Oil and Gas Well Projects

My main expertise is in the development of numerical models and implementation of engineering software for well cementing – the process in the construction of a wellbore whereby cement is placed between the casing and the formation. The primary objective of well cementing is to achieve zonal isolation so that the fluids from one formation zone (such as oil or gas) do not migrate to another zone or the surface. Failure to achieve it may lead to many serious problems: gas or oil can flow to the surface causing a blowout, with consequent environmental damage and a possible loss of life. Reservoir fluids may migrate into a subsurface aquifer causing contamination of drinking water, or affecting near-wellbore ecology. Finally, reservoir pressure can be significantly decreased resulting in the loss of productivity.

Whilst the majority of our projects dealt with the primary cementing, they have significant application and commonality with remedial cementing, fracturing and drilling. The fluids and equipment used, well description and risk factors are in many instances common with models that can be readily shared or adopted for these other uses.

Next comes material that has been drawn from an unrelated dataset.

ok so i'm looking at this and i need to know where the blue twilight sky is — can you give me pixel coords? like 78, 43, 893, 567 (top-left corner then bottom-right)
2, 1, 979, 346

  • Placement Job Design. An important part of the job design for primary and remedial cementing is computing fluid volumes for fluids to be pumped during the job. Fluid compressibility, effect of temperature and valve placement are considered when computing these volumes. For plug cementing jobs where the casing is withdrawn from the well after the cement is placed, a hydrostatic balancing calculation is required to ensure level fluid interfaces at the end of the pull out to avoid contamination of cement with other fluids. 
  • Dynamic Hydraulic Simulation. Simulation of displacement flow of multiple compressible fluids in the well as part of the cementing process. Given the pumping schedule of fluids with volumes and flow rates defined, compute the flow rates and pressures throughout the well to the end of the job. The primary goal of the calculations is to establish dynamic well security – that is the pressure in the well is above the formation pore pressure and below the fracture pressure. Additionally, risk factors such as casing burst/collapse, volume of losses to formation and well security in cases of loss of well control are computed. The fluid positions at the end of placement can be also compared with the design goals. 
  • Foam Placements. In some cases, a gas (typically nitrogen) is injected into the cement slurry as it is being pumped into the well primarily to reduce the effective density of the cement and thus to reduce pressure in the well during cement placement. As the volumetric ratios of gas to liquid as high as 250 at atmospheric conditions such foams are highly energetic - they expand in volume by many times with pressure variations. This in turn can lead to drastic variations in flow velocities making fluid positions hard to predict and even compromising well security if the placement is not controlled. We have experience of implementing static and dynamic simulations of foam job design and placement to assess well security, ensure final interface positions and calculate maximum foam quality (ratio of gas to foam) not to exceed a maximum beyond which the foam. 
  • Temperature Simulation. Temperature in the well can vary by several hundred degrees between the surface and bottomhole conditions. This can significantly affect the density and rheology of the drilling and cementing fluids. Because of this, simulation of temperature both inside the fluids during their placement and in the formation is crucial to the accurate fluid placement simulations. We have experience of modelling and implementation of such temperature simulations, coupling the results to other temperature-dependent static and dynamic fluid simulators. 
  • Fluid Interface Stability. As the sequence of fluids are pumped into the well and travel down the pipe or through the annular gap, the interface between each pair of fluids shifts. Dispersion, mixing and diffusion effects and lead to significant zones of mixed fluids or fluid channels at the end of placement. After hydration, these areas can remain permeable to the gas migration and can pose a significant risk if not quantified. We have experience of modelling displacement flow of non-Newtonian fluids in pipe and annulus to simulate the interface evolution – and to ascertain the effect of centralizers and mechanical separators on improving quality of placement. 
  • Non-Newtonian Fluids. Many fluids used in cementing, drilling and production are non-Newtonian – that is they exhibit a non-constant viscosity and a non-zero shear stress at low shear rates. Typically, these are characterized with a Herschel-Bulkley rheology model which can in turn vary significantly with pressure and temperature. We have experience in implementing a variety of pressure and temperature variable rheological models based on experimental readings or fluid composition and using these models in dynamic fluid simulations. 
  • Cement Sheath Stress Analysis. After placement and setting of the cement, the well can be subjected to temperature and pressure variations – for example during its production life, further cementing operations or well stimulation. These variations can place significant mechanical stresses on the cement sheath and can potentially lead to material failure – through traction, compression or a formation of a gap. This in turn leads to loss of zonal isolation. We have experience of modelling and implementing simulations computing material stresses in multi-casing cement wells due to pressure and temperature variations to assess the risk of mechanical failure or gap formation.